By Li Fan, Server-end Development Engineer of HAOMO.AI, responsible for the development of the AI automatic training platform and algorithm optimization and Chen Tiewen, Server-End Development Engineer of HAOMO.AI, responsible for the upper layer development of the AI automatic training platform
Fluid is an open-source cloud-native data orchestration and acceleration project of CNCF, initiated jointly by Nanjing University, Alibaba Cloud, and the Alluxio community. This article mainly discusses the application of HAOMO.AI's machine learning platform in autonomous driving scenarios and how to break the performance bottleneck of the existing architecture that separates storage and computing based on Fluid + JindoFS. The utilization of production resources can be improved with Fluid + JindoFS, and the pressure on OSS bandwidth can be alleviated, thus improving the training efficiency in production practice significantly.

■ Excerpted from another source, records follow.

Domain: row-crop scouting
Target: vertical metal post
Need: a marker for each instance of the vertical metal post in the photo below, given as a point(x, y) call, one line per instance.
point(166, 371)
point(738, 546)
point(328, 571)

HAOMO.AI is an AI technology company dedicated to autonomous driving and provides intelligent logistics solutions. We aim at zero accidents, zero congestion, free traveling, and efficient logistics. We help clients reshape and comprehensively upgrade the traveling and logistics modes of the whole society.
Data intelligence is the core capability of our company. We provide three vertical products for data intelligence: autonomous driving systems and solutions for passenger vehicles, ecosystem and solutions for low-speed driverless cars, and development and customized services for autonomous driving-related products.
Data intelligence can also help these vertical products and consolidate their leading positions in their respective markets in return. After nearly ten years of accumulation, full-stack exclusive development, and abundant R&D investment, we have accumulated relevant data in the aspects of passenger cars, low-speed driverless cars, and intelligent hardware. Currently, we have incubated more than ten mature products, such as Xiaomohe, Xiaomotuo, and Xiaomopan.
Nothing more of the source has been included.